MAGHREB
06/08/2015 13h:53 CET | Actualisé 07/08/2015 11h:09 CET

"The Taking of Raqqa", un film d'animation sur la prise de la ville syrienne par Daech (VIDÉO)

Un site américain, a mis en ligne une vidéo d’animation d’un jeune syrien à peine âgé de 23 ans.

“The taking of Raqaa”, film d’animation de quatre minutes met la lumière sur le bouleversement qu’a connu cette ville du nord de la Syrie depuis le début des révolutions arabes en 2011.

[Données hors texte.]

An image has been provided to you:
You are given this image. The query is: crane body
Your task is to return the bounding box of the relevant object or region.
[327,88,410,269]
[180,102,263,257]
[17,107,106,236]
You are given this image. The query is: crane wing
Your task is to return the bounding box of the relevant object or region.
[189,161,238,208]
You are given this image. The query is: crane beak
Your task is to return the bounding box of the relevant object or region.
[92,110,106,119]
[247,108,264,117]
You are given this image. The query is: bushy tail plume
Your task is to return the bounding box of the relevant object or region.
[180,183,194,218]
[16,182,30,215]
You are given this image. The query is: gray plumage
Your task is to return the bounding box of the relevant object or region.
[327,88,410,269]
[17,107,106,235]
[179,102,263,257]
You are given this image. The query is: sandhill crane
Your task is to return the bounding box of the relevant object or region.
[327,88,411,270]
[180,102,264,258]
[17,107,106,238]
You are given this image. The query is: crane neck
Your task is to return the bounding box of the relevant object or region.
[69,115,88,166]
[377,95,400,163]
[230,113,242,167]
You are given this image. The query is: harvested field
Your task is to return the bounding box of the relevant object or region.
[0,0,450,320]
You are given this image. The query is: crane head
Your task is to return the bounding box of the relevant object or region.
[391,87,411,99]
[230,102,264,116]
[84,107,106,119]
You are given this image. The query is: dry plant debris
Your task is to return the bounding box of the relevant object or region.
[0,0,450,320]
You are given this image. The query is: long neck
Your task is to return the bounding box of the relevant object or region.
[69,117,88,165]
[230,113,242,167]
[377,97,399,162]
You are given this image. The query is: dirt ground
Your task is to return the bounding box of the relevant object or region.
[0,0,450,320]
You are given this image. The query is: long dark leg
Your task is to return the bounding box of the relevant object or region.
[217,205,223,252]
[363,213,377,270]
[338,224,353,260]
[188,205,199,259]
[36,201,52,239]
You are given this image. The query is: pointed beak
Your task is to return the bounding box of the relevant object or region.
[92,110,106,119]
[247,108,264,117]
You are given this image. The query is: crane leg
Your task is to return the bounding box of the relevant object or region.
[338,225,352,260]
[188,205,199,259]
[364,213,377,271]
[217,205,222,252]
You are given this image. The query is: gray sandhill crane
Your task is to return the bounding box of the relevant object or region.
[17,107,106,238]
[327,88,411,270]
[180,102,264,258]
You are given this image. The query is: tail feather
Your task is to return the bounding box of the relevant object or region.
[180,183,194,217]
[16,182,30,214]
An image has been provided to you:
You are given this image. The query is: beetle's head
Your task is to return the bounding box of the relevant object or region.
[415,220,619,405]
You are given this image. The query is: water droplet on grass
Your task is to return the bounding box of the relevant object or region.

Abu Ibrahim al-Raqqawi (qui adopte ici un nom d'emprunt, afin d’éviter de mettre en danger la famille du jeune homme restée en Syrie) narre la saignée menée successivement par les forces armées de Bashar Al Assad et Daech.

Du premier raid aérien de Bashar El Assad en 2013 à la prise de pouvoir des extrémistes sur la ville, il peint des silhouettes errant dans la ville, privées de paroles, de libertés.

"On devait respecter les religions"

Le film met un point d’honneur à expliquer les valeurs de tolérance prônées par les communautés musulmanes et chrétiennes qui ont été inculquées aux jeunes écoliers de la ville:

“Les professeurs ont toujours essayé d’ancrer cela en nous. Qu’on devait respecter nos frères. On devait respecter leur religion, a indiqué le réalisateur à la journaliste américaine Megan Specia”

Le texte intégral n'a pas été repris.